Thinking and talking and writing about illness seems interesting and important to me. In particular, how illness shapes the way someone sees themselves, and how others see them. How does a person deal with their illness? How do other people react, and how does the reaction of others alter the way someone deals with their illness? Does illness become part of a performance? Is illness (socially) rewarded or punished? What value do we give illness x or y? How does it affect relationship dynamics? I guess I want people to think about these things… as well as perhaps gain more understanding and empathy for people they know with a chronic illness. It seems also important to give visibility to chronic illnesses because they are often ‘invisible’… in that there may be no physical signs apparent to friends or people on the street, and so when people do find out, they often say things like, ‘Oh, but you don’t look like someone who would have [x, y, z]…you look too young to have it!’ or ‘But you look fine!

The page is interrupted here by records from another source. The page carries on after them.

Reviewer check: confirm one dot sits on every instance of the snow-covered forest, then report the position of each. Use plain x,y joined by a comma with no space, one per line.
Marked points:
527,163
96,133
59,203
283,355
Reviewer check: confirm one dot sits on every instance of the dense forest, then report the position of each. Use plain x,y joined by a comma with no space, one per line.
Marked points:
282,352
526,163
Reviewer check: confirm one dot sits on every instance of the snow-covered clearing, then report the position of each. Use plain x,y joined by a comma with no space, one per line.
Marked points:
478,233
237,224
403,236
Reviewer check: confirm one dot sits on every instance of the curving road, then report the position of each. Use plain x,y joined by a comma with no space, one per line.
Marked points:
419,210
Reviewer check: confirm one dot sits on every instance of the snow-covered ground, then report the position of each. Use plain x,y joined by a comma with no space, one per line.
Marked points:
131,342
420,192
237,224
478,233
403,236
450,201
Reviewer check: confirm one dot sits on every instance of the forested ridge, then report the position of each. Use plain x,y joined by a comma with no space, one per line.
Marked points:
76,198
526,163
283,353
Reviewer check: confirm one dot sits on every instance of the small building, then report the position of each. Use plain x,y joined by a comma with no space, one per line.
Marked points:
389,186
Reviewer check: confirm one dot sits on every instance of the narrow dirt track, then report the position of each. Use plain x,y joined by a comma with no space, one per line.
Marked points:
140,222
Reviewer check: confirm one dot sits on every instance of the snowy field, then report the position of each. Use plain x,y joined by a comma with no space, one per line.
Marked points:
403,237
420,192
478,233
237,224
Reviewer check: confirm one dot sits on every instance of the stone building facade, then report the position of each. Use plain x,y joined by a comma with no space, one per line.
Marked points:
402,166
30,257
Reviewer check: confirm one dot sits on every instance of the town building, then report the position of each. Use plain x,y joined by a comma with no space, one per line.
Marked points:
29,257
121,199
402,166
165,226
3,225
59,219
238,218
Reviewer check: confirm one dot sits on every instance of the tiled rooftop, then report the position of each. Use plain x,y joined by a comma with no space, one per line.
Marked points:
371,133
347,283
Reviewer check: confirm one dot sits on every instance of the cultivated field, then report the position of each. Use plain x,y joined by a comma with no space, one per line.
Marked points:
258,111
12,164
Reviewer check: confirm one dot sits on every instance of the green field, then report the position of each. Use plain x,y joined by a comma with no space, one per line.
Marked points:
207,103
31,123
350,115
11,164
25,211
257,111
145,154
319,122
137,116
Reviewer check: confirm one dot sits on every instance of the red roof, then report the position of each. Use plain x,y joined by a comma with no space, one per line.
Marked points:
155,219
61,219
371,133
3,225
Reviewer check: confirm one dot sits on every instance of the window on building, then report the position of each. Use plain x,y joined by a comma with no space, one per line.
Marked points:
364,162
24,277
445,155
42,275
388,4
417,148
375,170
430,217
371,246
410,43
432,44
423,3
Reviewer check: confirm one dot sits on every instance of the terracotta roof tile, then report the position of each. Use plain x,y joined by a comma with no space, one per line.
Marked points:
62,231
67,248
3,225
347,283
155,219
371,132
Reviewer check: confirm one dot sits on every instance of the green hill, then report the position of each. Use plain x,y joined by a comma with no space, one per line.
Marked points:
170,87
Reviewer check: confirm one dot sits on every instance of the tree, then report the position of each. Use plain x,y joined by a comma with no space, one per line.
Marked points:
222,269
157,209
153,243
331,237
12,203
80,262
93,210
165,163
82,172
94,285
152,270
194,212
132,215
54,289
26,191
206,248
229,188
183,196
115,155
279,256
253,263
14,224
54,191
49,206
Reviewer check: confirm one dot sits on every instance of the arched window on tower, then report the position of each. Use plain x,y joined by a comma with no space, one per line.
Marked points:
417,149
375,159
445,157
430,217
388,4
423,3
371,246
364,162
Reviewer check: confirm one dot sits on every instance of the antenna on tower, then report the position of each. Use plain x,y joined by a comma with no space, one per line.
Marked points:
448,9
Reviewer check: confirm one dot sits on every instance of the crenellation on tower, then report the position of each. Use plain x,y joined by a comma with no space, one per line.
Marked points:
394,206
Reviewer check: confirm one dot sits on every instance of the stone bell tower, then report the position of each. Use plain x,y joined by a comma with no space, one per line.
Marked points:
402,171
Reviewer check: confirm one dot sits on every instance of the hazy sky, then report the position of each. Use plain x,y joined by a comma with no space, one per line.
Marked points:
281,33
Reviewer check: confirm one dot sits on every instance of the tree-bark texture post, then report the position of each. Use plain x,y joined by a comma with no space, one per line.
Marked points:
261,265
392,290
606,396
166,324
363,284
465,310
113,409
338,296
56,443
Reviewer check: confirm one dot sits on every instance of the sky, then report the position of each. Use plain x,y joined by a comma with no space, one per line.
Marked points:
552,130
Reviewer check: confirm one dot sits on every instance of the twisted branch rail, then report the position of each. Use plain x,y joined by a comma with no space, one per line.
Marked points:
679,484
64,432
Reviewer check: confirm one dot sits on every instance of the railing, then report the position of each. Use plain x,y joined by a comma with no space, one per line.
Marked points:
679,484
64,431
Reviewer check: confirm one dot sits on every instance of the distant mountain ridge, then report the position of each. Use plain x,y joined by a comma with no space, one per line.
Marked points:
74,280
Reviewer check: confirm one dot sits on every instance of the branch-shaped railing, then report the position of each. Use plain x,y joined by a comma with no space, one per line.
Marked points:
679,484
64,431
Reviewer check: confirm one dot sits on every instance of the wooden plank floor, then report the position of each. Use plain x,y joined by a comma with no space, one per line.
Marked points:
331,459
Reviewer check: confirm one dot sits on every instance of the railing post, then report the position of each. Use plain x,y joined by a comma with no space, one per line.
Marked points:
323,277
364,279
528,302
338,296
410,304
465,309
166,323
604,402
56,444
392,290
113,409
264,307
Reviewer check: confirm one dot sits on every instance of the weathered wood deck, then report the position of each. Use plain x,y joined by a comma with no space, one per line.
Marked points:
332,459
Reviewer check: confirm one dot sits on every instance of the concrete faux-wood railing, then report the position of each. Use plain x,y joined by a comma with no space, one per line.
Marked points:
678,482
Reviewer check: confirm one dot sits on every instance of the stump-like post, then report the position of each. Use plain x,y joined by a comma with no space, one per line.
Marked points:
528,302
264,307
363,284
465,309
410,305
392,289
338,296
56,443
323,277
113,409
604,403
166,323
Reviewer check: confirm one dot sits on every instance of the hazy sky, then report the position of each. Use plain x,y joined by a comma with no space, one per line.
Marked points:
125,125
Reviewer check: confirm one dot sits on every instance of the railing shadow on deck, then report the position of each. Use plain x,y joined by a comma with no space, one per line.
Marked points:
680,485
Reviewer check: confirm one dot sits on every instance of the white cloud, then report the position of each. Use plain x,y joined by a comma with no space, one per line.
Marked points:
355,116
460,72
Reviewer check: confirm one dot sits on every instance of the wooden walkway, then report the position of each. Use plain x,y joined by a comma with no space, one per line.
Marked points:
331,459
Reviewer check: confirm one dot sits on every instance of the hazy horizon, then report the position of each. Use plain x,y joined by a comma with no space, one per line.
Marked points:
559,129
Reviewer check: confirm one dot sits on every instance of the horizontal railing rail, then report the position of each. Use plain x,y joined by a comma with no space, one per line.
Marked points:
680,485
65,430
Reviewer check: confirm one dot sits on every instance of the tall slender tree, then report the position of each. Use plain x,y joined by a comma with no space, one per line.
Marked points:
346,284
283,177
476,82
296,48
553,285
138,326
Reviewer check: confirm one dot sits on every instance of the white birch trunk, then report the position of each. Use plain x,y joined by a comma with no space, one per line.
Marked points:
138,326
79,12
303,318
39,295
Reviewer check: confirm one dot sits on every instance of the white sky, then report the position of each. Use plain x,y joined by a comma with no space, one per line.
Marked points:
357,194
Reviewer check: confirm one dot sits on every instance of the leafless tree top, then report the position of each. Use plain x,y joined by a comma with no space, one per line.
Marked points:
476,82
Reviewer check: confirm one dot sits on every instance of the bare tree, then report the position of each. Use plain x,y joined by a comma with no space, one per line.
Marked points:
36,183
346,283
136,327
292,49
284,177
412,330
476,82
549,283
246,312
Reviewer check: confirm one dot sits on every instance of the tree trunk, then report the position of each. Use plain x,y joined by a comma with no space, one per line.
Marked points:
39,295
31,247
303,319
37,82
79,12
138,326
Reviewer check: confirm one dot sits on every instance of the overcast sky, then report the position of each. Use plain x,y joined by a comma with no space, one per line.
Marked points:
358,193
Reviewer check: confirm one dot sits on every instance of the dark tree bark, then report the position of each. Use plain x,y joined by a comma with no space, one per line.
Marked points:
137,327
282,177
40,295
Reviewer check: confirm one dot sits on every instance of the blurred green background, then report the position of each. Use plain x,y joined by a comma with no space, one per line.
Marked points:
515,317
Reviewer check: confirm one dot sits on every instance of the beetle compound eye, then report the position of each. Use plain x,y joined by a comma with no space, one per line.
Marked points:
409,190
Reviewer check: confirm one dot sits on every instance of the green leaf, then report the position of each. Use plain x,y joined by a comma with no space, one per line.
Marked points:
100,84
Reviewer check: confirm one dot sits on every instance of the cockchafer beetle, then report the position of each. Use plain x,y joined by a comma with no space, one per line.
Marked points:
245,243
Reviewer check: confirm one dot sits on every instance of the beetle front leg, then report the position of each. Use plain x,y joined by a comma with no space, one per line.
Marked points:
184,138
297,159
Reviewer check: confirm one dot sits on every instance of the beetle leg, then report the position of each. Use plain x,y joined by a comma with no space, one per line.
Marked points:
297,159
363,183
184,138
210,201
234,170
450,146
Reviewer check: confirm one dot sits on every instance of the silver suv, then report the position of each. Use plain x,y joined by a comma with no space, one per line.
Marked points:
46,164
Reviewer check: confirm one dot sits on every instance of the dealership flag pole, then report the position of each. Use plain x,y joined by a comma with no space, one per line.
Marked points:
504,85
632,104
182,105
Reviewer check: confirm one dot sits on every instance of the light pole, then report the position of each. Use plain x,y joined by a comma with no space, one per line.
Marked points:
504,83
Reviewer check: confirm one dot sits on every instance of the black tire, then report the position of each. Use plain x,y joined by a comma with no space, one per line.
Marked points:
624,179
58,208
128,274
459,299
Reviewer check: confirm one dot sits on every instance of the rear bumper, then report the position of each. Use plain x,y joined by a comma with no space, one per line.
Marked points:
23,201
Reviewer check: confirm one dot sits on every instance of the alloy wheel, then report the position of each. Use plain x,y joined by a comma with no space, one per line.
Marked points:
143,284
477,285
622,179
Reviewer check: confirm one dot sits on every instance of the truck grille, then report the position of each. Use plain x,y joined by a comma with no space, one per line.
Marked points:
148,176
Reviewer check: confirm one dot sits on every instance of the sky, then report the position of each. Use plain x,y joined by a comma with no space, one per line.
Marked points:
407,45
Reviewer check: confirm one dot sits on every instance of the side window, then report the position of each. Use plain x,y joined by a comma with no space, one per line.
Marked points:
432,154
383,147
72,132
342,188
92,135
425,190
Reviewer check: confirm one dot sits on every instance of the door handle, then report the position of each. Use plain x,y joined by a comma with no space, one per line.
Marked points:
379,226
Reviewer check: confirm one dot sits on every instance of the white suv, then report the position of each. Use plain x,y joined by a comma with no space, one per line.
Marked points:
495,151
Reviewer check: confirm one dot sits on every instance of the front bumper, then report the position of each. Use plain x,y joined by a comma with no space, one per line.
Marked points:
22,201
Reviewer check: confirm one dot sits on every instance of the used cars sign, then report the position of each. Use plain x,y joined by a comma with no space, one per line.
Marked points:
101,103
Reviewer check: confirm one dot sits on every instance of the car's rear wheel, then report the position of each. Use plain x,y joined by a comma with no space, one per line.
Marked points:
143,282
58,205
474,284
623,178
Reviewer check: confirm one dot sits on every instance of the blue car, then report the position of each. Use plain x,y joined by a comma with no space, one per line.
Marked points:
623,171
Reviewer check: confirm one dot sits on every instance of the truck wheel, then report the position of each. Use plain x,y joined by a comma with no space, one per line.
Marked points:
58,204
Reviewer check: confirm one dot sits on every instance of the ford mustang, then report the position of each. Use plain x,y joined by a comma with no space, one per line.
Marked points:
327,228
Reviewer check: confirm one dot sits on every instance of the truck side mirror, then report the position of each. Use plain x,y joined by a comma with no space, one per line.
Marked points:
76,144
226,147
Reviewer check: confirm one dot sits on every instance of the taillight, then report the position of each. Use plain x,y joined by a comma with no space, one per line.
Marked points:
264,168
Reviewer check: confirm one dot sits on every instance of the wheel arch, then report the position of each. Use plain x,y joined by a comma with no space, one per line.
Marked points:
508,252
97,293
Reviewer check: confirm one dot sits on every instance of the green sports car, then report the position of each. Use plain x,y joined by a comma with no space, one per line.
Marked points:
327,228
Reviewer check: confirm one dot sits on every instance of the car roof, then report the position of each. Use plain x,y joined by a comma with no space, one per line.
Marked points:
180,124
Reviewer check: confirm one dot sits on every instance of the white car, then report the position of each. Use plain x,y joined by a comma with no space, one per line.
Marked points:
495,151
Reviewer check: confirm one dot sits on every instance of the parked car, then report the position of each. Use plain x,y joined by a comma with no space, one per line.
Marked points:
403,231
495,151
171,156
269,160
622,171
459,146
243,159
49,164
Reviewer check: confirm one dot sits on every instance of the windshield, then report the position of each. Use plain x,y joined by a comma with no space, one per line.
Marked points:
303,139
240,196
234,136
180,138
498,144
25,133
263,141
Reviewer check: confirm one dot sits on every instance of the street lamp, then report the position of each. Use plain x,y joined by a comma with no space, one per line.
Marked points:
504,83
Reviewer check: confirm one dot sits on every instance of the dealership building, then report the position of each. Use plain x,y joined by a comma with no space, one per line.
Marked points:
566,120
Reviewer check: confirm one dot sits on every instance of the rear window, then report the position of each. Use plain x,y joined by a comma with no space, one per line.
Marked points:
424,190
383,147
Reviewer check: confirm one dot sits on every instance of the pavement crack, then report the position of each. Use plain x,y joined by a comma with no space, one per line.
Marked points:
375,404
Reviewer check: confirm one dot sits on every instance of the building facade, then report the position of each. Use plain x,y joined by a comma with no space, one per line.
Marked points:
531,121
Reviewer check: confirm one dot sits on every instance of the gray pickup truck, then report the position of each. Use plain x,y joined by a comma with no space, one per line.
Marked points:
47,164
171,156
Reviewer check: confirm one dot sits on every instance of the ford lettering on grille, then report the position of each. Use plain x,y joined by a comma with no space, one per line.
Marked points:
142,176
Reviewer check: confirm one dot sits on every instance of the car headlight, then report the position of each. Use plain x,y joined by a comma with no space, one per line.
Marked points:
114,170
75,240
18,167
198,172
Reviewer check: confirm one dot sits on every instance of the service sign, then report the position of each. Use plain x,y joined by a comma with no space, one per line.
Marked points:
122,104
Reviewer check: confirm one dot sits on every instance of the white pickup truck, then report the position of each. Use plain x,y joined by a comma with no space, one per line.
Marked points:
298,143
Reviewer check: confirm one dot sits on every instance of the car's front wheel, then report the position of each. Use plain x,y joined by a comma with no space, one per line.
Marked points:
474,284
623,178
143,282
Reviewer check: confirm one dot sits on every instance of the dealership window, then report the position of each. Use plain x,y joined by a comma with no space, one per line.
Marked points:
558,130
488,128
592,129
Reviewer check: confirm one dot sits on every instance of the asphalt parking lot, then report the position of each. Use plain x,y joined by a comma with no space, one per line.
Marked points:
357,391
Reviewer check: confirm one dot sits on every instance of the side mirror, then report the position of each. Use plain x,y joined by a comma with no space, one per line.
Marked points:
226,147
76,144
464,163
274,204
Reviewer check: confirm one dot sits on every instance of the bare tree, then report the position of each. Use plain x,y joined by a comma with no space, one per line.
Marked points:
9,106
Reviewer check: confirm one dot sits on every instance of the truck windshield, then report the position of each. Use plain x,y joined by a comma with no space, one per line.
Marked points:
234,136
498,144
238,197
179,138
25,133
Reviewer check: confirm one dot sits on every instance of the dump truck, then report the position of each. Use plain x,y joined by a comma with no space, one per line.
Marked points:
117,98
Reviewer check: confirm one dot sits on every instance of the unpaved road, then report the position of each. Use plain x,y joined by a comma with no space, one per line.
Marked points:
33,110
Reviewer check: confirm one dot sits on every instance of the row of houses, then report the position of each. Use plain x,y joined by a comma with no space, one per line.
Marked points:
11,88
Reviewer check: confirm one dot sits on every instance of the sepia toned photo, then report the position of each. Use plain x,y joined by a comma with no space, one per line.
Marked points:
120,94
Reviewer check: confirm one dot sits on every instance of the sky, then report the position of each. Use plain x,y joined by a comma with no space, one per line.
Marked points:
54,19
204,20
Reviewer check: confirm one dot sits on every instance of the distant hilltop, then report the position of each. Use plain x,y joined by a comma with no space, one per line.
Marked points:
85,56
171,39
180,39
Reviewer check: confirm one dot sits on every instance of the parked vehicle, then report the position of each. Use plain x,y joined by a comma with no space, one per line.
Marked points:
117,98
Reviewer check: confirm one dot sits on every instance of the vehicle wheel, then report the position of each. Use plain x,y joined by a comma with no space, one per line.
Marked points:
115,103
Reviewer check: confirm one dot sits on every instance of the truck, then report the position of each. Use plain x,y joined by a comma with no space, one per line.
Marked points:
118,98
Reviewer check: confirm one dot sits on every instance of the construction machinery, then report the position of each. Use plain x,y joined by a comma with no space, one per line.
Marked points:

You don’t look sick… ’.

Early on though, I realised I didn’t want to write about a journey of a particular illness, with all the medical details and experiences. I wanted to explore the social aspect of illness in relation to identity and family, and I wanted to use illness as a concept, to illustrate the struggle for autonomy and a sense of self, tying it in with a relationship where the daughter struggles to separate herself from her mother. And although I don’t name an illness, I do mention that it is an autoimmune illness – another detail which symbolises/highlights the struggle for a sense of self. The immune system is a boundary between you and the outside world, and the first task of the immune system is distinguishing self from non-self. Autoimmunity occurs when the immune cannot recognise what is self and non-self, and begins to attack its own tissues. In the book, it is sometimes difficult to distinguish the mother and the daughter, particularly in the second section with the footnotes. The footnotes could also be seen as a kind of autoimmune illness, attacking the main body of the text, the other Marguerites.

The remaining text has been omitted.